Trial record 4 of 1365 for:    "type 1 diabetes" OR "Diabetes Mellitus, Type 1"

Imatinib Treatment in Recent Onset Type 1 Diabetes Mellitus

This study is currently recruiting participants. (see Contacts and Locations)
Verified July 2014 by University of California, San Francisco
Sponsor:
Collaborator:
JDRF
Information provided by (Responsible Party):
Stephen E. Gitelman, University of California, San Francisco
ClinicalTrials.gov Identifier:
NCT01781975
First received: January 17, 2013
Last updated: July 14, 2014
Last verified: July 2014
  Purpose

Type 1 diabetes mellitus (T1DM) results from the autoimmune destruction of insulin-producing ß cells. Although exogenous insulin is widely available, it is not possible for affected individuals to consistently achieve euglycemia with current technology, and thus they are at risk for devastating long-term complications.
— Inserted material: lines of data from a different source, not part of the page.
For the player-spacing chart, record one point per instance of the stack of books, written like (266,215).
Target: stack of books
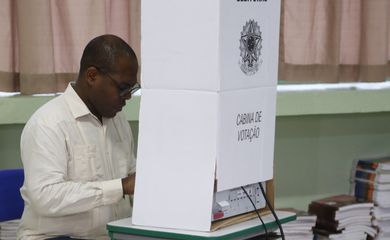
(301,228)
(342,217)
(8,229)
(371,182)
(382,222)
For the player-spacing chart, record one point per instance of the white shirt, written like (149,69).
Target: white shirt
(73,168)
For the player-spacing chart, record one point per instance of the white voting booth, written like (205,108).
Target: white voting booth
(209,75)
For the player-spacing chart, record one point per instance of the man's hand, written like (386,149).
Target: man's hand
(128,184)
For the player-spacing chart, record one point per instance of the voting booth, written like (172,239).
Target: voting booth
(207,112)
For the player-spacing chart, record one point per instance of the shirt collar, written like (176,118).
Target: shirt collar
(76,105)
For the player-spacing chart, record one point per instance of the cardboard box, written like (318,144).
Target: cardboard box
(210,45)
(189,138)
(209,75)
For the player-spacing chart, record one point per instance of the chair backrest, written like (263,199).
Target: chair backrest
(11,202)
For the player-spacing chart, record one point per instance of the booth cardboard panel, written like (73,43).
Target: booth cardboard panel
(184,136)
(210,45)
(245,137)
(176,159)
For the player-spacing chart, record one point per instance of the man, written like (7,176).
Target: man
(77,150)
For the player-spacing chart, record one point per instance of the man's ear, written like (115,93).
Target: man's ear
(91,74)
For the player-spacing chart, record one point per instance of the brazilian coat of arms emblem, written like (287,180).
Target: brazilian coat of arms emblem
(250,48)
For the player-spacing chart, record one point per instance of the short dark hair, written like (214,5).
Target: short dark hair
(104,51)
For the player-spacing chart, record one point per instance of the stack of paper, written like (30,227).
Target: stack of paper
(301,228)
(342,217)
(371,182)
(8,229)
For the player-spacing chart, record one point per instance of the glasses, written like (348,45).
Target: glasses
(123,91)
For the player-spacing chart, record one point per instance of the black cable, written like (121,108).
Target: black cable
(257,212)
(273,212)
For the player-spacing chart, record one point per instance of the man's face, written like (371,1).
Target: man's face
(110,94)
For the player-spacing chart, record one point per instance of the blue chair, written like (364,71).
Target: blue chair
(11,202)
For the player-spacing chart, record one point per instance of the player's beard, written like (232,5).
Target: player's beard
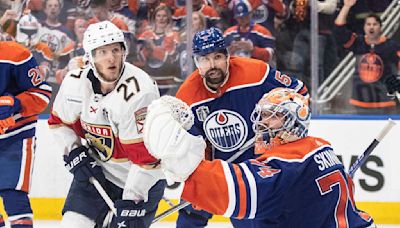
(215,76)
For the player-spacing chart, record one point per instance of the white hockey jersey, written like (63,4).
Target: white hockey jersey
(112,122)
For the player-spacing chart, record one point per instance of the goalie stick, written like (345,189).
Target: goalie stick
(358,163)
(363,157)
(183,204)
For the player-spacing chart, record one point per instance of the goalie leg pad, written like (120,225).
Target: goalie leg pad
(18,208)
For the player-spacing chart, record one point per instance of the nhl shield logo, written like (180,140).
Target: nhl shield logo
(226,130)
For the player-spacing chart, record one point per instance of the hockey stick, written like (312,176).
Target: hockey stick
(103,194)
(363,157)
(183,204)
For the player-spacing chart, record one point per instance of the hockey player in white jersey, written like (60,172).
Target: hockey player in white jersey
(105,104)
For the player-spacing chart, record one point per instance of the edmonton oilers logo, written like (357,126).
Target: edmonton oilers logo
(226,130)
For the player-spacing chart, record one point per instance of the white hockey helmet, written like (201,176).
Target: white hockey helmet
(101,34)
(282,103)
(28,30)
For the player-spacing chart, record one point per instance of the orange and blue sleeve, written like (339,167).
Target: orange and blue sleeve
(222,188)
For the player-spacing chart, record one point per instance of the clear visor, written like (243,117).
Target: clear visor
(210,61)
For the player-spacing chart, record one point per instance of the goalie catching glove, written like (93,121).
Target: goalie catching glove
(166,138)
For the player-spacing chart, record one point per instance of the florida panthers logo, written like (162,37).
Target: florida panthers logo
(101,138)
(226,130)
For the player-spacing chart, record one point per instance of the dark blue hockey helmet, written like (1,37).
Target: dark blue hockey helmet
(208,41)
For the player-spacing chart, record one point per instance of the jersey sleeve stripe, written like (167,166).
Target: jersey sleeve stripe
(241,196)
(45,87)
(253,190)
(231,190)
(17,131)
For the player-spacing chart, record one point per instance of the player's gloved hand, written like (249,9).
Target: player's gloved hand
(393,84)
(166,139)
(130,214)
(139,182)
(9,105)
(79,163)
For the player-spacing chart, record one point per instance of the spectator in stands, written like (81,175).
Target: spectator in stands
(77,59)
(52,9)
(6,31)
(247,38)
(377,58)
(300,57)
(198,24)
(157,50)
(211,15)
(265,12)
(101,12)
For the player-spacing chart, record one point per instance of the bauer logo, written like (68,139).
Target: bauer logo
(226,130)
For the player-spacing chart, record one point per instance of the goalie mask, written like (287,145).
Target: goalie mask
(101,34)
(281,116)
(28,31)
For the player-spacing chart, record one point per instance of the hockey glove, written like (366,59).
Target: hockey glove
(166,139)
(82,166)
(131,215)
(393,84)
(9,105)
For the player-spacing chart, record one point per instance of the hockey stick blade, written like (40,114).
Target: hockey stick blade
(363,157)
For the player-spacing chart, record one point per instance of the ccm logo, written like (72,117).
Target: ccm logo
(133,213)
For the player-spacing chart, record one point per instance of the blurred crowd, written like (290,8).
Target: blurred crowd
(274,31)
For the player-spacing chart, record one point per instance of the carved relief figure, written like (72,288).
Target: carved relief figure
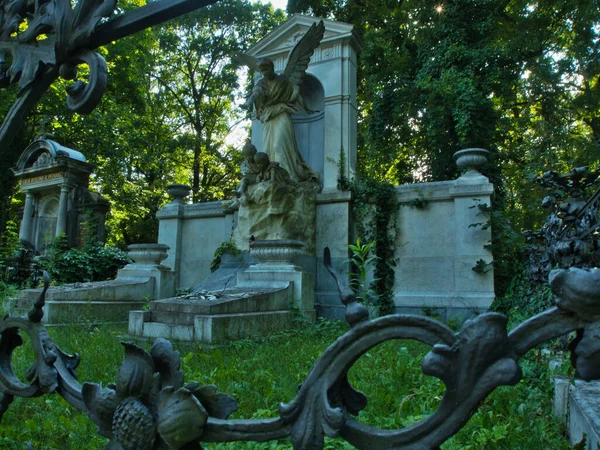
(271,171)
(249,169)
(275,97)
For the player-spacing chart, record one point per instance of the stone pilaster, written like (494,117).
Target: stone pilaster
(27,222)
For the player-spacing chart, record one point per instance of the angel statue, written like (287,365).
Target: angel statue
(275,96)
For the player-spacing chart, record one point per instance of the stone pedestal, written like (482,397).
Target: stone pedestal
(272,211)
(147,264)
(276,266)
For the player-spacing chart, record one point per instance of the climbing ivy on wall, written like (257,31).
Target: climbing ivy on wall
(375,213)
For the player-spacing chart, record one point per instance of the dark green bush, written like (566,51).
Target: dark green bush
(92,262)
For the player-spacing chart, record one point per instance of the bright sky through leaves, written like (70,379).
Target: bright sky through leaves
(281,4)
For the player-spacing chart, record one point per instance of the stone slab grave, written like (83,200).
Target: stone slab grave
(238,301)
(106,301)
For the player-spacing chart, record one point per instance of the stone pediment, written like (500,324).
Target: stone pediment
(282,39)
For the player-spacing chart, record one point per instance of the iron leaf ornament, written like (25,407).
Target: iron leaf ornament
(42,40)
(150,407)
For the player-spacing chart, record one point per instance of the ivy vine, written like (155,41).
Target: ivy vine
(375,212)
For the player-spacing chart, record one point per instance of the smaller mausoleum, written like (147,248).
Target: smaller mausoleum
(55,180)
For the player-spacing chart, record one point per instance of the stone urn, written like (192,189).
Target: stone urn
(471,159)
(276,251)
(178,192)
(148,254)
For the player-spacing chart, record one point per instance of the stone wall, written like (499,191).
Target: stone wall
(437,246)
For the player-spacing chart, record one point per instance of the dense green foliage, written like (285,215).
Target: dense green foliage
(517,77)
(261,373)
(375,212)
(164,118)
(92,262)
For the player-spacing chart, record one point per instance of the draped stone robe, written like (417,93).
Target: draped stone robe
(275,103)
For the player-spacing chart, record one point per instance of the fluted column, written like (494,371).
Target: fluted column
(27,222)
(63,203)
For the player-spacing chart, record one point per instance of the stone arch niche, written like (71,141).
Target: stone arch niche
(55,181)
(330,87)
(310,128)
(46,222)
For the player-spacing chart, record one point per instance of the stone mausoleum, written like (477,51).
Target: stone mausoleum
(55,180)
(283,274)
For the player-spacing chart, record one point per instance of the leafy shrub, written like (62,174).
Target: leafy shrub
(93,262)
(524,298)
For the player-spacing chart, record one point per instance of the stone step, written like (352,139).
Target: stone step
(181,309)
(76,312)
(218,328)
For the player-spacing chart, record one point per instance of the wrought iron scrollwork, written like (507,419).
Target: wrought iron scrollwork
(150,407)
(42,40)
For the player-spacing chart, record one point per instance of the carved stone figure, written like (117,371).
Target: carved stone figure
(271,171)
(275,97)
(249,169)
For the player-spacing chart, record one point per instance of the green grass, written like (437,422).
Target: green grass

This phase II study is designed to evaluate the safety and efficacy of imatinib mesylate as a novel therapy for new-onset T1DM. Imatinib is a first-in-class tyrosine kinase inhibitor.

This study will explore the potential role of short-term therapy with imatinib to induce tolerance and possibly lead to a durable long-term remission of T1DM.


Condition Intervention Phase
Diabetes Mellitus, Type I
Diabetes Mellitus, Insulin-Dependent, 1
Type 1 Diabetes Mellitus
Insulin-Dependent Diabetes Mellitus 1
IDDM
Drug: Imatinib Mesylate
Drug: Placebo (For imatinib mesylate)
Phase 2

Study Type: Interventional
Study Design: Allocation: Randomized
Endpoint Classification: Safety/Efficacy Study
Intervention Model: Parallel Assignment
Masking: Double Blind (Subject, Caregiver, Investigator)
Primary Purpose: Treatment
Official Title: Safety and Efficacy of Imatinib for Preserving Beta-Cell Function in New-Onset Type 1 Diabetes Mellitus

Resource links provided by NLM:


Further study details as provided by University of California, San Francisco:

Primary Outcome Measures:
  • Effect of treatment with imatinib versus placebo in individuals [ Time Frame: Visit 9 (Week 52) ] [ Designated as safety issue: No ]
    The primary outcome of each participant is the area under the stimulated C-peptide curve (AUC) over the first 2 hours of a 4-hour mixed meal glucose tolerance test conducted at the one-year visit.


Secondary Outcome Measures:
  • Mean area under the stimulated C-peptide curve (AUC) curve at 12 months [ Time Frame: Visit 9 (Week 52) ] [ Designated as safety issue: No ]
    MMTT-stimulated peak and 4 hour C-peptide AUC at weeks 52

  • Mean area under the stimulated C-peptide curve (AUC) over 4 hours at 24 months [ Time Frame: Visit 13 (Week 104) ] [ Designated as safety issue: No ]
    MMTT-stimulated peak, 2 hour C-peptide, and 4 hour C-peptide AUC at week 104.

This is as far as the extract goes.